2
votes

I have two dataframes:

> df1:
  a b
1 1 2
2 2 3
3 2 4
4 3 4
5 4 4
> df2:
  a b
1 1 1
2 1 2
3 2 3
4 3 4
5 5 5

Then merge df1 and df2 to get df3, please notice merge by=c("a","b")

df3<-merge(df1,df2)
> df3
  a b
1 1 2
2 2 3
3 3 4

I would like to get the index of rows in df1 which are selected, and add a column call "label" in df1.

   > df1:
      a b label    
    1 1 2  TRUE
    2 2 3  TRUE
    3 2 4 FALSE
    4 3 4  TRUE
    5 4 4 FALSE

I tried this:

df1$label<-apply(df1,1,function (x) ifelse(nrow(merge(x,df3))>0,TRUE,FALSE))

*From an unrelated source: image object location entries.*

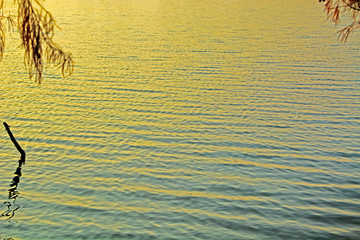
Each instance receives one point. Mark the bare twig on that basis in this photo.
(22, 152)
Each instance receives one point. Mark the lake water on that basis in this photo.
(233, 119)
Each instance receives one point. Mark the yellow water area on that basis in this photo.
(232, 119)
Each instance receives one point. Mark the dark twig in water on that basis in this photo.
(13, 193)
(22, 152)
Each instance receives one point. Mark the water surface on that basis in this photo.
(187, 120)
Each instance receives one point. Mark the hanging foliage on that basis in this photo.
(335, 9)
(36, 27)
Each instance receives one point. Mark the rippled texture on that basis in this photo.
(187, 120)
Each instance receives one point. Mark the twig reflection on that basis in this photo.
(13, 192)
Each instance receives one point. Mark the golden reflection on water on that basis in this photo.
(208, 119)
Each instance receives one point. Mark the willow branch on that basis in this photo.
(350, 6)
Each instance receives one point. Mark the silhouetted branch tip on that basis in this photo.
(36, 27)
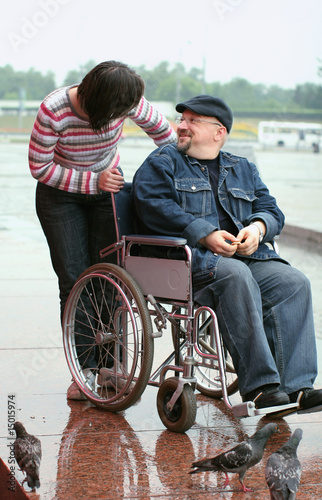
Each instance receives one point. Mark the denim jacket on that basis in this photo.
(172, 196)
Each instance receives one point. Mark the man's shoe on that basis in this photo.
(266, 396)
(110, 379)
(307, 398)
(73, 391)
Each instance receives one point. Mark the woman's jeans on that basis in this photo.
(264, 311)
(77, 227)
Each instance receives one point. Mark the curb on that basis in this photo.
(309, 235)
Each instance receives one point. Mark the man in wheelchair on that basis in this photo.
(218, 202)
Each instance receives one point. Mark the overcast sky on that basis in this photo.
(265, 41)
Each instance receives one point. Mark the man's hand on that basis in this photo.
(111, 180)
(221, 243)
(249, 238)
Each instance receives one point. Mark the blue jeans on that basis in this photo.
(77, 227)
(264, 311)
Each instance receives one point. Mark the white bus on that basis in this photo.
(297, 135)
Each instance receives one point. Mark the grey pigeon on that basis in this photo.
(28, 455)
(283, 469)
(240, 458)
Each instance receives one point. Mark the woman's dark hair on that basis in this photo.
(109, 91)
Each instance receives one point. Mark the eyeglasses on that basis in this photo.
(193, 121)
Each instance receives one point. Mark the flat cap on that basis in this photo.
(209, 106)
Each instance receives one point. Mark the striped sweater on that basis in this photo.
(65, 153)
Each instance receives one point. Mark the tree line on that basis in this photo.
(173, 83)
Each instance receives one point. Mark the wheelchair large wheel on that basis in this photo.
(206, 370)
(183, 414)
(107, 334)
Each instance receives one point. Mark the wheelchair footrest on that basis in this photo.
(248, 409)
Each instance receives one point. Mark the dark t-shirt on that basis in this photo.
(225, 221)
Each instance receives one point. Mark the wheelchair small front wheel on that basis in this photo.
(183, 414)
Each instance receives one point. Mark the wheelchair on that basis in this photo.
(109, 335)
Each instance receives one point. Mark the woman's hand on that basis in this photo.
(111, 180)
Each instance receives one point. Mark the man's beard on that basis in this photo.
(183, 148)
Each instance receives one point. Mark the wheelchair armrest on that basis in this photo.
(168, 241)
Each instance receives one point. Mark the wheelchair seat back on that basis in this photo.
(169, 279)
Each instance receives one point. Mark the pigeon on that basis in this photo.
(283, 469)
(28, 455)
(240, 458)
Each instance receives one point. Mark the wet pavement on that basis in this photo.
(91, 454)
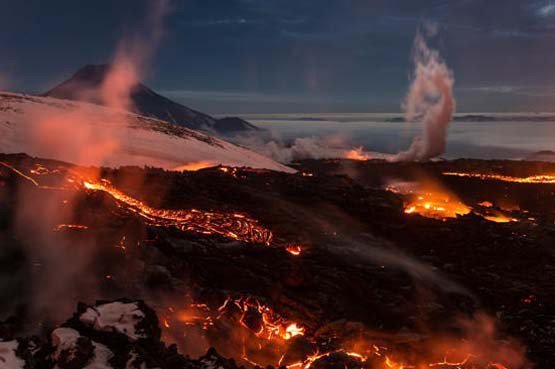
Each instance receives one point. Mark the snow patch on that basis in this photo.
(8, 357)
(89, 134)
(115, 317)
(65, 340)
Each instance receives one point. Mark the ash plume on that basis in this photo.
(132, 58)
(328, 147)
(430, 101)
(67, 273)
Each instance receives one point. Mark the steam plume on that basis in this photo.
(131, 59)
(430, 101)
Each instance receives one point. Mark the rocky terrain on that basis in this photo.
(328, 267)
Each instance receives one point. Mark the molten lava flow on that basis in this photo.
(357, 154)
(197, 165)
(62, 227)
(235, 226)
(437, 205)
(499, 218)
(294, 249)
(542, 178)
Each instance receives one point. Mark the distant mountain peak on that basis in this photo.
(83, 85)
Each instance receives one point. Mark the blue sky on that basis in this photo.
(242, 56)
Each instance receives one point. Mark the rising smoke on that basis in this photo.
(67, 273)
(430, 101)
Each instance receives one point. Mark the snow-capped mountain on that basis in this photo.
(82, 85)
(90, 134)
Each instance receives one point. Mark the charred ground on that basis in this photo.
(366, 267)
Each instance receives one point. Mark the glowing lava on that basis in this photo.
(231, 225)
(294, 250)
(437, 205)
(542, 178)
(357, 154)
(197, 165)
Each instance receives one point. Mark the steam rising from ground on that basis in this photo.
(65, 269)
(131, 59)
(429, 100)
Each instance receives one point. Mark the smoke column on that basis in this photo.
(132, 57)
(430, 101)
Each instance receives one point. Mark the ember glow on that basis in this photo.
(357, 154)
(232, 225)
(542, 178)
(197, 165)
(294, 249)
(62, 227)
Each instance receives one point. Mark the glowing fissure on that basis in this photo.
(232, 225)
(437, 206)
(540, 178)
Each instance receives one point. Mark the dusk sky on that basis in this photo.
(271, 56)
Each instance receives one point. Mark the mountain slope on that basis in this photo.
(82, 86)
(89, 134)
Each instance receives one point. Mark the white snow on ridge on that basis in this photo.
(89, 134)
(65, 341)
(115, 317)
(8, 358)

got the wrong result and it's very slow since my df1 is very large. Is there any easy way? like is.element in vectors? Thank you.

3

3 Answers

1
votes

Merge on a and b by doing the equivalent of a LEFT OUTER JOIN in SQL, and then assign non-matching rows the value FALSE:

df1 <- data.frame(a=c(1,2,2,3,4), b=c(2,3,4,4,4))
df2 <- data.frame(a=c(1,1,3,5), b=c(1,2,4,5))
df2$label <- TRUE                                  # df1 matches to df2 is TRUE
df3 <- merge(df1, df2, by=c("a", "b"), all.x=TRUE) # merge on a AND b 
df3$label[is.na(df3$label)] <- FALSE               # non-match is FALSE

Output:

> df3
  a b label
1 1 2  TRUE
2 2 3  TRUE
3 2 4 FALSE
4 3 4  TRUE
5 4 4 FALSE
1
votes

Here's another way using data.table:

require(data.table)
setkey(setDT(df1), a)                     ## (1)
idx = df1[df2, which=TRUE, nomatch=0L]    ## (2)
df1[, label := FALSE][idx, label := TRUE] ## (3)
df1
#    a b label
# 1: 1 2  TRUE
# 2: 2 3 FALSE
# 3: 3 4  TRUE
# 4: 4 5 FALSE
  1. setDT converts data.frame to data.table by reference. And on the data.table, we setkey on column a - which basically reorders the data.table df1 by column a and marks that column as sorted. This is a prerequisite for join done in step 2.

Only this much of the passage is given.